“You’re in violation of the Open Public Meetings Act,” Republican Councilwoman Carrol McMorrow said. “It was not advertised properly and you’re in violation.”
The advertisement said the special meeting was being held to discuss the 2012 budget and tax appeals. The advertisement also did not say there would be a closed session, which is normally where legal matters like pending tax appeals and personnel matters (like police interviews) would be held.
While Mayor Joseph Parisi and others agreed to not go into closed session and to instead discuss what they could in the open, they disagreed with McMorrow on the police matter because the law is vague.
The Open Public Meetings Act, also known as the “Sunshine Law” because it aims to shed light on government, requires 48 hours advance notice of meetings and a list of agenda items, “to the extent known.”
Council president Joseph Favaro pointed out that that clause would allow police issue to be added to the agenda and Mayor Joseph Parisi noted that no official action was being taken.
But airing on the side of caution, Parisi instead opened the meeting to the public and had the three police officer candidates and police dispatcher candidate briefly introduce themselves during public comment.
“Normally we would have interviews in private that would be closed, but we wanted to give the chief the opportunity to have the council meet some of the candidates that the police committee suggested,” he said.
The council did not discuss the officers or whether there was room for the additional salaries in the budget.
This is not the first time McMorrow has accused the Democrats of violating the law.

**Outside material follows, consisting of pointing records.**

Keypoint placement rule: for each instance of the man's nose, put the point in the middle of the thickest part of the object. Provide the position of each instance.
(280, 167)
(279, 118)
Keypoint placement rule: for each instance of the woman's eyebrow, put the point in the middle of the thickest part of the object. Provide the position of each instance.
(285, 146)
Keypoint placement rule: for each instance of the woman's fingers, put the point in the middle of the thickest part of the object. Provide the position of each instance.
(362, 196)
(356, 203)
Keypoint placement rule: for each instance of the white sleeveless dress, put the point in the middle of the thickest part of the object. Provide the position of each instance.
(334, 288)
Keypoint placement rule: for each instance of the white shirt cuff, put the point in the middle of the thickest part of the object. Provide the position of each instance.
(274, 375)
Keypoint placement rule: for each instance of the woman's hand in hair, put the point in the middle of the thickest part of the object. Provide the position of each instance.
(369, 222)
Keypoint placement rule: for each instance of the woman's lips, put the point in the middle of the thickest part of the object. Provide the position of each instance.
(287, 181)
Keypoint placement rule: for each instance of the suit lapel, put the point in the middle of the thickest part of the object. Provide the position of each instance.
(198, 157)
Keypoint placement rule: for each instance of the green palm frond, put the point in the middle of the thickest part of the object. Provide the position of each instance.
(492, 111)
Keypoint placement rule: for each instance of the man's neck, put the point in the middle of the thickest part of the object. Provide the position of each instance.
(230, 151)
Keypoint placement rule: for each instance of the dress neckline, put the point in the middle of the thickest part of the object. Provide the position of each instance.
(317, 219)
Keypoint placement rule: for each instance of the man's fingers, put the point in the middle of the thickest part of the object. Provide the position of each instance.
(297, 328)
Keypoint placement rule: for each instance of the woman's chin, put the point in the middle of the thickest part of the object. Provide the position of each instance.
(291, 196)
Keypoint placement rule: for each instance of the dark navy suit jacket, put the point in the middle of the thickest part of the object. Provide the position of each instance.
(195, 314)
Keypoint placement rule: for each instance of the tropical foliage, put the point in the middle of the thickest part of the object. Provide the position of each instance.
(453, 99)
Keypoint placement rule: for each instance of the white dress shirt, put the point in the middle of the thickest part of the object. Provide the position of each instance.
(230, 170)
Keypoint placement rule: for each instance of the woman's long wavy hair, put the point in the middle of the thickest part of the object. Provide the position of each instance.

In January she alleged that the Open Public Meetings Act was violated at two council meetings.
She said Parisi failed to open for public comment at the reorganization meeting in January, something Borough Attorney Carter Corriston confirmed was a violation. Parisi has repeatedly apologized saying it was an oversight.
She also alleged the law was violated during a special meeting in December, during which the council met to discuss the police contract.
McMorrow, whose husband is deputy police chief, did not attend the meeting, but she said was later notified that the council discussed the resignation of Building Subcode Official Brian Ribarro. Corriston investigated and found that was mentioned by the borough administrator to only two council members in passing prior to the start of the meeting and therefore the law was not violated.
John Paff, chairman of the New Jersey Libertarian Party’s Open Government Advocacy Project, has also been keeping tabs on Englewood Cliffs, particularly the council’s lack of meeting meetings and has launched a blog about his efforts.